As an educator for children with emotional/behavioral difficulties, and/or autism, I teach and train dozens of people every year how to handle behaviors. I couldn’t have been more confident that this was not simply a child engaging in behaviors. Yes, behavior is communication and she couldn’t have been screaming more loudly without words. She was/is telling us something and we couldn’t figure it out. In June 2023, my baby girl was out of my physical care for three weeks after needing to make the most difficult decision of my life to rely on others in an inpatient medical facility to get her to a better, safer spot. My heart was crushed. Every breath I took, I waited for the phone call to talk about discharge. Each visit with her brought me hope as I saw her healing. With the help of medication, my girl’s brain and body could finally feel some relief. I learned more in those weeks while she was away than ever before. I read anything I could find and watched videos nonstop to understand this disorder. I was welcomed into the CureGRIN community that I didn’t know existed and found people with similar significant struggles.
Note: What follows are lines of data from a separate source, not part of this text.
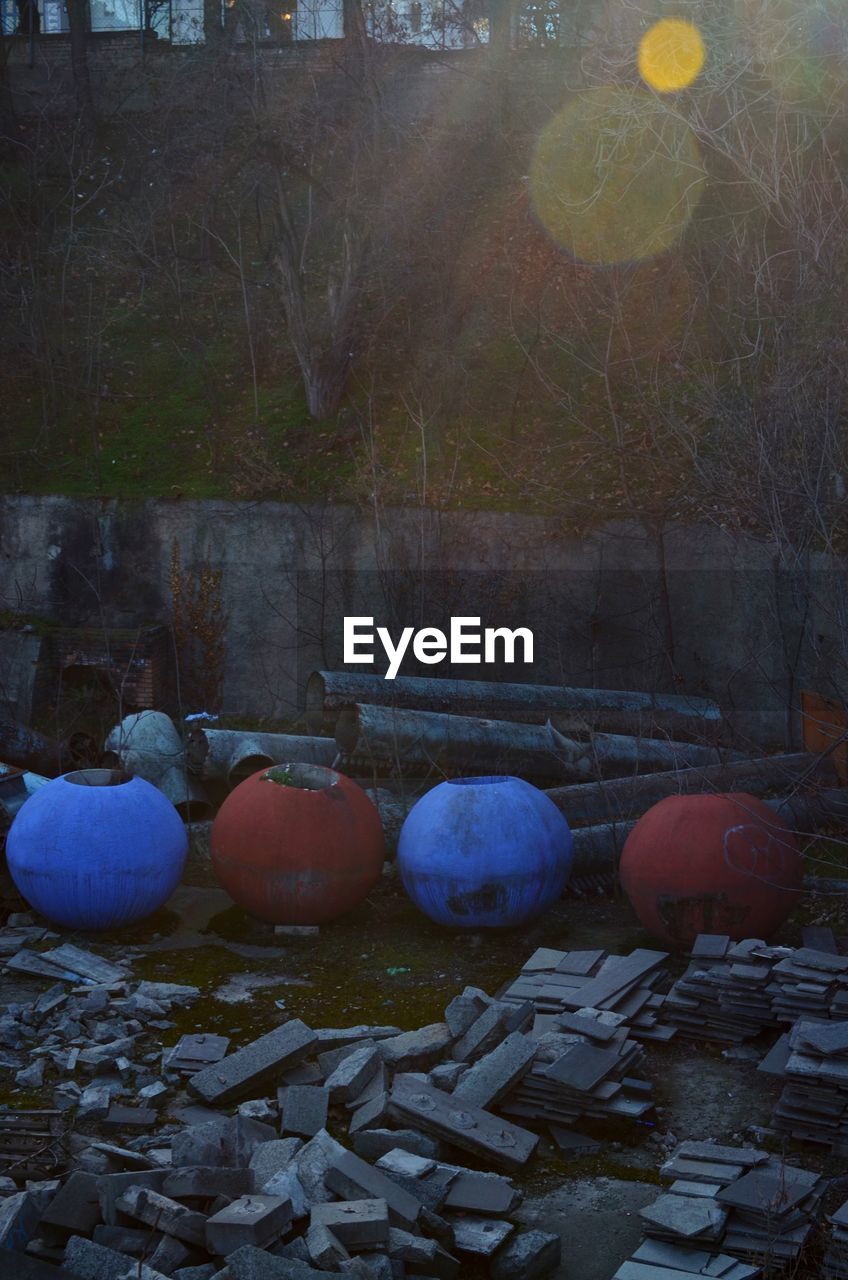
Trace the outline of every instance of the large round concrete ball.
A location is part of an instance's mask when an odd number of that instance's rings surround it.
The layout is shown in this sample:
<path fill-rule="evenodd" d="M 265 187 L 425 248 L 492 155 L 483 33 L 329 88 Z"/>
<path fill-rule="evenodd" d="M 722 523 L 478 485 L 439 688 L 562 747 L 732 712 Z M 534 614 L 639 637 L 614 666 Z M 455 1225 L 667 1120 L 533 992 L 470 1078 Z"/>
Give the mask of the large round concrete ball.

But, we need more. We need help for Emma, and so many other children that have been riddled with this and similar disorders in the GRI world. Along with this, I am confident that many have been undiagnosed, and families assume that their child has autism, an intellectual disability, epilepsy, and many other things that typically go along with these disorders, with then misguided treatment. There are doctors that can explain what is happening to our children and we can get there as a larger community with finding treatment and hopefully cures to stop our children’s pain and avoid others from ever needing to go through what they’ve gone through. What I’ve learned recently, now connected with others, is only the start of what I imagine will be a lifelong journey and fight to help this community.